HLAVO is a hydrology modeling system focused on predicting groundwater table dynamics from meteorological inputs and soil moisture profile measurements. The repo combines data ingress pipelines, surface modeling (Richards/ParFlow) with Kalman-filter assimilation, and deep vadose zone model generation from GIS into MODFLOW 6 inputs, with runs/configs under runs/.

Project summary (short)

Hydrology modeling stack for the Uhelná locality: ingest meteo + soil moisture, assimilate in surface models, and build deep vadose zone MODFLOW 6 models from GIS sources.

CODEX Ignore Folders

  • DeepSensor
  • microchip_SW
  • notebooks
  • _*

CODEX Readonly Folders

  • dev
  • hlavo/deep_model/GIS

hlavo/ Project Source Structure

  • composed/ - communication of deep_model and kalman (surface model) in a parallel run
  • deep_model/ - model of the deep vadoze zone
  • ingress/ - data ingress tools and services
  • kalman/ - surface model assimilation (using profile measurements)
  • soil_parflow/ - ParFlow based surface model (Richards)
  • soil_py/ - Pure Python minimalistic Richards' solver.

HLAVO Project Guidelines

This is subproject of HLAVO repository living in deep_model/gpt_zone.
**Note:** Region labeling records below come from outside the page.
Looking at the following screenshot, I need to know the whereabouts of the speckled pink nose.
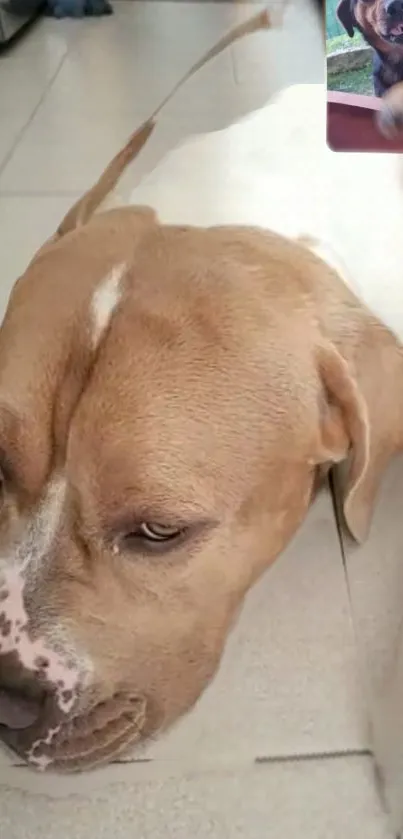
[0,687,42,731]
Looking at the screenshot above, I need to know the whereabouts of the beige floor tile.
[0,195,78,314]
[0,757,390,839]
[0,0,320,193]
[344,457,403,682]
[232,0,325,91]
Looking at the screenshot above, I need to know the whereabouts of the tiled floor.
[0,0,402,839]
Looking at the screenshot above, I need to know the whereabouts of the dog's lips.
[2,694,147,772]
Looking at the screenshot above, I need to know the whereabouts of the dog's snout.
[0,688,43,731]
[0,655,45,731]
[385,0,403,20]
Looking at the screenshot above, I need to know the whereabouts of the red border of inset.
[327,90,403,153]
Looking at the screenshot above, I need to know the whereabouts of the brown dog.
[0,26,403,770]
[337,0,403,136]
[0,194,403,769]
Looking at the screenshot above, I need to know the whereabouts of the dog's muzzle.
[383,0,403,44]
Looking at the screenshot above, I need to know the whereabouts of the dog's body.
[0,77,403,828]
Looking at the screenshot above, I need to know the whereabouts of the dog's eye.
[116,522,186,552]
[138,521,183,542]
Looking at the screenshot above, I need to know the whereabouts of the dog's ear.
[336,0,355,38]
[317,343,398,542]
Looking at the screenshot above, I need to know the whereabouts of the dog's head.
[337,0,403,48]
[0,209,402,770]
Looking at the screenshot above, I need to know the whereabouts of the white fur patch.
[0,477,85,732]
[14,477,66,576]
[91,262,126,349]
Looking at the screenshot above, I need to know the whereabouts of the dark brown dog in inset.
[337,0,403,137]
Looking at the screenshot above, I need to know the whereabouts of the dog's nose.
[0,688,43,731]
[385,0,403,20]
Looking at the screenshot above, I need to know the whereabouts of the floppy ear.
[317,343,397,542]
[336,0,355,38]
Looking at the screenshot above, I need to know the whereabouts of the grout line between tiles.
[0,48,68,180]
[254,749,372,765]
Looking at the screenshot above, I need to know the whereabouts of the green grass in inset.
[327,64,374,96]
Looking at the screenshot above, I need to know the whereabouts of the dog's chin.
[0,693,147,773]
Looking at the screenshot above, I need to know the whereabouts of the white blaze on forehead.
[0,477,88,714]
[91,262,126,349]
[13,477,66,577]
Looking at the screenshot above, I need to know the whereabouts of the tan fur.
[0,208,403,769]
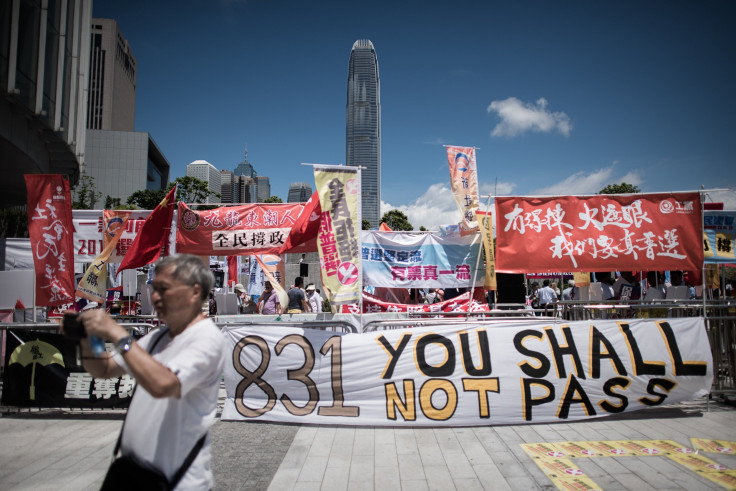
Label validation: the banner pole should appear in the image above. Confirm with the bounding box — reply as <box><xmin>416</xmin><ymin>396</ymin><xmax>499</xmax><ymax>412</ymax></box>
<box><xmin>468</xmin><ymin>194</ymin><xmax>493</xmax><ymax>320</ymax></box>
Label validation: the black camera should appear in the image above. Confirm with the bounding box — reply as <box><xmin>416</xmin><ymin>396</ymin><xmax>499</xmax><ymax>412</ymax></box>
<box><xmin>61</xmin><ymin>313</ymin><xmax>87</xmax><ymax>340</ymax></box>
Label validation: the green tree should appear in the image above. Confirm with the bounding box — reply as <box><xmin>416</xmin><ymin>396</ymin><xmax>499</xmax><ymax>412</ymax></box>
<box><xmin>170</xmin><ymin>176</ymin><xmax>220</xmax><ymax>204</ymax></box>
<box><xmin>598</xmin><ymin>182</ymin><xmax>641</xmax><ymax>194</ymax></box>
<box><xmin>0</xmin><ymin>207</ymin><xmax>28</xmax><ymax>238</ymax></box>
<box><xmin>126</xmin><ymin>189</ymin><xmax>166</xmax><ymax>210</ymax></box>
<box><xmin>72</xmin><ymin>174</ymin><xmax>102</xmax><ymax>210</ymax></box>
<box><xmin>381</xmin><ymin>210</ymin><xmax>414</xmax><ymax>231</ymax></box>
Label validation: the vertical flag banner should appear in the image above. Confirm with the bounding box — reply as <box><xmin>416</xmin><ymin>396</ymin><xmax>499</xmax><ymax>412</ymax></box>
<box><xmin>475</xmin><ymin>211</ymin><xmax>498</xmax><ymax>290</ymax></box>
<box><xmin>314</xmin><ymin>165</ymin><xmax>361</xmax><ymax>305</ymax></box>
<box><xmin>446</xmin><ymin>145</ymin><xmax>478</xmax><ymax>232</ymax></box>
<box><xmin>24</xmin><ymin>174</ymin><xmax>74</xmax><ymax>307</ymax></box>
<box><xmin>77</xmin><ymin>210</ymin><xmax>130</xmax><ymax>303</ymax></box>
<box><xmin>118</xmin><ymin>186</ymin><xmax>177</xmax><ymax>271</ymax></box>
<box><xmin>253</xmin><ymin>254</ymin><xmax>289</xmax><ymax>312</ymax></box>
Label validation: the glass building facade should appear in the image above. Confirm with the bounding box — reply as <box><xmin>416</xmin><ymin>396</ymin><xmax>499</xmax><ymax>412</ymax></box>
<box><xmin>345</xmin><ymin>39</ymin><xmax>381</xmax><ymax>227</ymax></box>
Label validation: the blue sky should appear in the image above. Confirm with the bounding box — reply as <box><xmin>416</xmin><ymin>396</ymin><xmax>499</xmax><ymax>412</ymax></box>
<box><xmin>93</xmin><ymin>0</ymin><xmax>736</xmax><ymax>228</ymax></box>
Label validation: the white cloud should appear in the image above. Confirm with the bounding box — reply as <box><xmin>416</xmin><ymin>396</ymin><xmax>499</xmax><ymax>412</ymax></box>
<box><xmin>705</xmin><ymin>188</ymin><xmax>736</xmax><ymax>210</ymax></box>
<box><xmin>381</xmin><ymin>183</ymin><xmax>516</xmax><ymax>230</ymax></box>
<box><xmin>530</xmin><ymin>162</ymin><xmax>644</xmax><ymax>195</ymax></box>
<box><xmin>487</xmin><ymin>97</ymin><xmax>572</xmax><ymax>138</ymax></box>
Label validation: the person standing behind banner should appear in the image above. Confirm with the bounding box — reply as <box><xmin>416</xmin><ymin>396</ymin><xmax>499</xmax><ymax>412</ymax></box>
<box><xmin>286</xmin><ymin>276</ymin><xmax>312</xmax><ymax>314</ymax></box>
<box><xmin>78</xmin><ymin>254</ymin><xmax>227</xmax><ymax>489</ymax></box>
<box><xmin>307</xmin><ymin>283</ymin><xmax>322</xmax><ymax>312</ymax></box>
<box><xmin>258</xmin><ymin>281</ymin><xmax>281</xmax><ymax>315</ymax></box>
<box><xmin>538</xmin><ymin>280</ymin><xmax>557</xmax><ymax>309</ymax></box>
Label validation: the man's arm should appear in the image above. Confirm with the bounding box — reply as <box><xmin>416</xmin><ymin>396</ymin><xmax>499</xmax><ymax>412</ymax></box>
<box><xmin>80</xmin><ymin>310</ymin><xmax>181</xmax><ymax>398</ymax></box>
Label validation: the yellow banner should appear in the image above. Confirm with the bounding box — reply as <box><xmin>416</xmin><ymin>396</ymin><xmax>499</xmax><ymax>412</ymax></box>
<box><xmin>314</xmin><ymin>165</ymin><xmax>362</xmax><ymax>305</ymax></box>
<box><xmin>446</xmin><ymin>145</ymin><xmax>478</xmax><ymax>232</ymax></box>
<box><xmin>475</xmin><ymin>211</ymin><xmax>498</xmax><ymax>290</ymax></box>
<box><xmin>76</xmin><ymin>210</ymin><xmax>130</xmax><ymax>304</ymax></box>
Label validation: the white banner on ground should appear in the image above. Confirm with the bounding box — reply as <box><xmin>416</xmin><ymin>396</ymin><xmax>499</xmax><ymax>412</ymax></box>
<box><xmin>222</xmin><ymin>318</ymin><xmax>713</xmax><ymax>426</ymax></box>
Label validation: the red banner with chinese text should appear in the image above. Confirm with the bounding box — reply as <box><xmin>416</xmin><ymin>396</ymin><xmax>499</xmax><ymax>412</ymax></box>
<box><xmin>176</xmin><ymin>202</ymin><xmax>316</xmax><ymax>256</ymax></box>
<box><xmin>24</xmin><ymin>174</ymin><xmax>74</xmax><ymax>307</ymax></box>
<box><xmin>496</xmin><ymin>193</ymin><xmax>703</xmax><ymax>273</ymax></box>
<box><xmin>340</xmin><ymin>292</ymin><xmax>489</xmax><ymax>314</ymax></box>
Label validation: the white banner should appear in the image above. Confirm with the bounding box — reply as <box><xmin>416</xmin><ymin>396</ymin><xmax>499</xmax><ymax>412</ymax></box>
<box><xmin>360</xmin><ymin>230</ymin><xmax>485</xmax><ymax>288</ymax></box>
<box><xmin>222</xmin><ymin>318</ymin><xmax>713</xmax><ymax>426</ymax></box>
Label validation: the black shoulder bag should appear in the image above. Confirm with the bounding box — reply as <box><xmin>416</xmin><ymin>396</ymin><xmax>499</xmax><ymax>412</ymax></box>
<box><xmin>100</xmin><ymin>328</ymin><xmax>207</xmax><ymax>491</ymax></box>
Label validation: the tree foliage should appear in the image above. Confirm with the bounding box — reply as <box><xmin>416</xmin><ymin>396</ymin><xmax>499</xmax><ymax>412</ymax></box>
<box><xmin>598</xmin><ymin>182</ymin><xmax>641</xmax><ymax>194</ymax></box>
<box><xmin>170</xmin><ymin>176</ymin><xmax>220</xmax><ymax>204</ymax></box>
<box><xmin>127</xmin><ymin>189</ymin><xmax>166</xmax><ymax>210</ymax></box>
<box><xmin>72</xmin><ymin>174</ymin><xmax>102</xmax><ymax>210</ymax></box>
<box><xmin>381</xmin><ymin>210</ymin><xmax>414</xmax><ymax>232</ymax></box>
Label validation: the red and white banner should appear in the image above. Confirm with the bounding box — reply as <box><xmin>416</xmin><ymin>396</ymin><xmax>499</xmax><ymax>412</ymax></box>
<box><xmin>176</xmin><ymin>202</ymin><xmax>312</xmax><ymax>256</ymax></box>
<box><xmin>496</xmin><ymin>193</ymin><xmax>703</xmax><ymax>273</ymax></box>
<box><xmin>340</xmin><ymin>292</ymin><xmax>488</xmax><ymax>314</ymax></box>
<box><xmin>24</xmin><ymin>174</ymin><xmax>74</xmax><ymax>307</ymax></box>
<box><xmin>72</xmin><ymin>210</ymin><xmax>151</xmax><ymax>263</ymax></box>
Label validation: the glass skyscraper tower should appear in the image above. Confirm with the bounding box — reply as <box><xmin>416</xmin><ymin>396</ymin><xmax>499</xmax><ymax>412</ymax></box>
<box><xmin>345</xmin><ymin>39</ymin><xmax>381</xmax><ymax>227</ymax></box>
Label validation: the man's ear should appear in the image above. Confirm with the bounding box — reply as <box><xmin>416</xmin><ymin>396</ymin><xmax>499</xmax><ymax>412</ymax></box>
<box><xmin>193</xmin><ymin>283</ymin><xmax>202</xmax><ymax>304</ymax></box>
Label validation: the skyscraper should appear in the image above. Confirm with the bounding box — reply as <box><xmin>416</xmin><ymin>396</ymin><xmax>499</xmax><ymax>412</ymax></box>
<box><xmin>345</xmin><ymin>39</ymin><xmax>381</xmax><ymax>227</ymax></box>
<box><xmin>187</xmin><ymin>160</ymin><xmax>222</xmax><ymax>203</ymax></box>
<box><xmin>286</xmin><ymin>182</ymin><xmax>312</xmax><ymax>203</ymax></box>
<box><xmin>87</xmin><ymin>19</ymin><xmax>136</xmax><ymax>131</ymax></box>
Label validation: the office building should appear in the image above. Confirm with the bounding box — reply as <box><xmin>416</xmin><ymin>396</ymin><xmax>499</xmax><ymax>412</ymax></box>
<box><xmin>220</xmin><ymin>169</ymin><xmax>234</xmax><ymax>204</ymax></box>
<box><xmin>87</xmin><ymin>19</ymin><xmax>136</xmax><ymax>131</ymax></box>
<box><xmin>186</xmin><ymin>160</ymin><xmax>222</xmax><ymax>204</ymax></box>
<box><xmin>256</xmin><ymin>176</ymin><xmax>271</xmax><ymax>203</ymax></box>
<box><xmin>233</xmin><ymin>149</ymin><xmax>258</xmax><ymax>178</ymax></box>
<box><xmin>345</xmin><ymin>39</ymin><xmax>381</xmax><ymax>227</ymax></box>
<box><xmin>286</xmin><ymin>182</ymin><xmax>312</xmax><ymax>203</ymax></box>
<box><xmin>84</xmin><ymin>130</ymin><xmax>170</xmax><ymax>208</ymax></box>
<box><xmin>0</xmin><ymin>0</ymin><xmax>92</xmax><ymax>208</ymax></box>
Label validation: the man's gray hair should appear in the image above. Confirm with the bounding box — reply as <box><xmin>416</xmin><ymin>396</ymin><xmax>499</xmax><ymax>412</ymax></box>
<box><xmin>154</xmin><ymin>254</ymin><xmax>215</xmax><ymax>301</ymax></box>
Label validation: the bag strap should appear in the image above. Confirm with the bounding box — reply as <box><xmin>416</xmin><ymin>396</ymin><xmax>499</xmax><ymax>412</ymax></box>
<box><xmin>112</xmin><ymin>327</ymin><xmax>169</xmax><ymax>459</ymax></box>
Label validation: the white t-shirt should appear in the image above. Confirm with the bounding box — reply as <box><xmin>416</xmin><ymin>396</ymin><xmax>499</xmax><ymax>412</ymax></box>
<box><xmin>113</xmin><ymin>319</ymin><xmax>226</xmax><ymax>490</ymax></box>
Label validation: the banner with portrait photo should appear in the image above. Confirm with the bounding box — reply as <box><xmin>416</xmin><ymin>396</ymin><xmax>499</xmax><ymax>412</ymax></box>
<box><xmin>24</xmin><ymin>174</ymin><xmax>74</xmax><ymax>307</ymax></box>
<box><xmin>703</xmin><ymin>210</ymin><xmax>736</xmax><ymax>264</ymax></box>
<box><xmin>496</xmin><ymin>193</ymin><xmax>703</xmax><ymax>273</ymax></box>
<box><xmin>222</xmin><ymin>317</ymin><xmax>713</xmax><ymax>426</ymax></box>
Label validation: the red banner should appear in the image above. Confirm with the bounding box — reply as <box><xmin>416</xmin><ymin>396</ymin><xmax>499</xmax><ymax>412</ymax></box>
<box><xmin>176</xmin><ymin>202</ymin><xmax>316</xmax><ymax>256</ymax></box>
<box><xmin>24</xmin><ymin>174</ymin><xmax>75</xmax><ymax>307</ymax></box>
<box><xmin>340</xmin><ymin>292</ymin><xmax>489</xmax><ymax>314</ymax></box>
<box><xmin>496</xmin><ymin>193</ymin><xmax>703</xmax><ymax>273</ymax></box>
Codex run within docker container

Coding rules

  • Best code, is no code!
  • prefere functional style with poor functions; idealy do not change objects after construction, all methods do calculations only reading the data in the class
  • prefere high level code: numpy, pandas, xarray instead loops and native python sturctures (lists, dicts)
  • use logging
  • Use logging for debug outputs.
  • use pathlib
  • use attrs for dataclasses
  • use attrs staticmethod/classmethod technique to construct from other data then is stored in the dataclass
  • Be defensive, with strong checks, but only for the user input data.
  • Do just basic asserts for consistency for function inputs.
  • Can add more asserts if needed during debugging.
  • NEVER resolve test errors by try blocks

How to verify your changes

  • Use tests/run script to run pytest as it redirects merged stdin + stderr into pytest.log otherwise you may mis the actual output, which breaks your feedback loop.